I finally said the words. If it goes past 5 a.m., we're going to scrub the mission. We were both sorely disappointed on many levels and it was inconceivable to me that I would miss the conference that I had worked to hard to prepare for. But the show might have to go on without me. It was possible that I had found, finally, one of my absolute limits.

We went back inside and checked the board: 4:45.

I checked my app about fifty times.

I checked the board again:5:02.

Five in the morning. We were now looking at two more hours of doing this, at the absolute minimum. It was like falling in love with someone you were sure you'd spend the rest of your life with, and then fighting all the time over really stupid stuff.  Or really big stuff.  But after awhile, after all the soul grinding, plodding through, agonizingly painful moments with this person, it just becomes finally oh so clear: it's over. You just can't do it any more. And the worst part of all of it is the losing of the dream.

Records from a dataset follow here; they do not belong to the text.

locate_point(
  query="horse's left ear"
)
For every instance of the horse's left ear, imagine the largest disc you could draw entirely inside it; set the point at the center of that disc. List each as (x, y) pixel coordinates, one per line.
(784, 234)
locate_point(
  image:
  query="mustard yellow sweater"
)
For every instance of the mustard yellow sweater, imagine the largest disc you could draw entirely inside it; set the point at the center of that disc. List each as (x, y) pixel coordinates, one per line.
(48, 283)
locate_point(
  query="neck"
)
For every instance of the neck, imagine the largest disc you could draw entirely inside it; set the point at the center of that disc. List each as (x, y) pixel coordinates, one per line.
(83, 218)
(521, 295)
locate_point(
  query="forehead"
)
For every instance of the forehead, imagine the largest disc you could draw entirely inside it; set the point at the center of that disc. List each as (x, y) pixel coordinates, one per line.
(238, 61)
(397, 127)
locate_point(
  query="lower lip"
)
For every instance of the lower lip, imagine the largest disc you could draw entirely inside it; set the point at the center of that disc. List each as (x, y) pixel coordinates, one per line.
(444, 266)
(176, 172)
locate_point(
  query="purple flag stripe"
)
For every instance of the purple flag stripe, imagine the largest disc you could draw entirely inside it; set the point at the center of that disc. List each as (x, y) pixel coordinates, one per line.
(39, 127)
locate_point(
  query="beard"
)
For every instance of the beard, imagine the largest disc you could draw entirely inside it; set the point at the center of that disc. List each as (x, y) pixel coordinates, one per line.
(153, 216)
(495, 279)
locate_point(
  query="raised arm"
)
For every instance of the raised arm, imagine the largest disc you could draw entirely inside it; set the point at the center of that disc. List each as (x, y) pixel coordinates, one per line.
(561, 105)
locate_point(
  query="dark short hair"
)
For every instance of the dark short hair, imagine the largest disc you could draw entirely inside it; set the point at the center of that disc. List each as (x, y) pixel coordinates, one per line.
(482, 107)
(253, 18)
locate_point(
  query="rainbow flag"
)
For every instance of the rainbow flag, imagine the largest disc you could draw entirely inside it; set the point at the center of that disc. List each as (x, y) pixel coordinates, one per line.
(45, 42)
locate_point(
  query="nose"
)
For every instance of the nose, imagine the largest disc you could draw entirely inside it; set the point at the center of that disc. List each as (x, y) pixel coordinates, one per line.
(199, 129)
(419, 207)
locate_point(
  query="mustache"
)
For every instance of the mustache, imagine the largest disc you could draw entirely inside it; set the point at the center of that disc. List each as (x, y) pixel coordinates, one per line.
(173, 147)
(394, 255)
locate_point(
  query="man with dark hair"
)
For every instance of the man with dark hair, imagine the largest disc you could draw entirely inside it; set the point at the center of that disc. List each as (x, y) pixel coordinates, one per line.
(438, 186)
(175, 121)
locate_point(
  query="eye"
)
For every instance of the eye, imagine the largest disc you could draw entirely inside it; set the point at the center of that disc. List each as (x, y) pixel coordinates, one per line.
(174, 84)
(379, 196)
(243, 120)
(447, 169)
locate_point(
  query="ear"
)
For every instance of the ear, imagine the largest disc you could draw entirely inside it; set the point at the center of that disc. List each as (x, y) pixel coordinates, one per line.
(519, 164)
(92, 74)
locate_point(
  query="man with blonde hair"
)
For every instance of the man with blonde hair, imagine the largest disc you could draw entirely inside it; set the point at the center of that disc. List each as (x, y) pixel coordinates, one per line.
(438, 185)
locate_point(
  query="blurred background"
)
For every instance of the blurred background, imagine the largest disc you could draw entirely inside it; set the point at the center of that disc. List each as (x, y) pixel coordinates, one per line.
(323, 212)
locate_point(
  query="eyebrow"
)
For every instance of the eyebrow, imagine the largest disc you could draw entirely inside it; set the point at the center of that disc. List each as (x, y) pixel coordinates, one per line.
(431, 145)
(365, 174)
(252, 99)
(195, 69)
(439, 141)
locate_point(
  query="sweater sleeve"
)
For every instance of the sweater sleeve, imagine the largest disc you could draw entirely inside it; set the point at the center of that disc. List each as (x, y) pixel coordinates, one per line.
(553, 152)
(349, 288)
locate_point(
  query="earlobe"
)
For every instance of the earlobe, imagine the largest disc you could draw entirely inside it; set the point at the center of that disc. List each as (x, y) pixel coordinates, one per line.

All the fantasies we had conjured up had to be dismantled. There would be no more harmonicas wailing the blues, no more gracious porters, no more observation car reveries. We would not see the Puget Sound glittering in the sunlight from the deck of a ferry boat. I would not charm the dozens of presenters into booking Gilbert and Sullivan into their well-funded theatres. I would not have great train stories to tell my co-workers (at least no stories that involved actually being on a train.) We would not see a train; would not smell that creosote smell of the ties; would not look out on the world through a hypnotically moving window.

It was clear, absolutely clear, that we were done.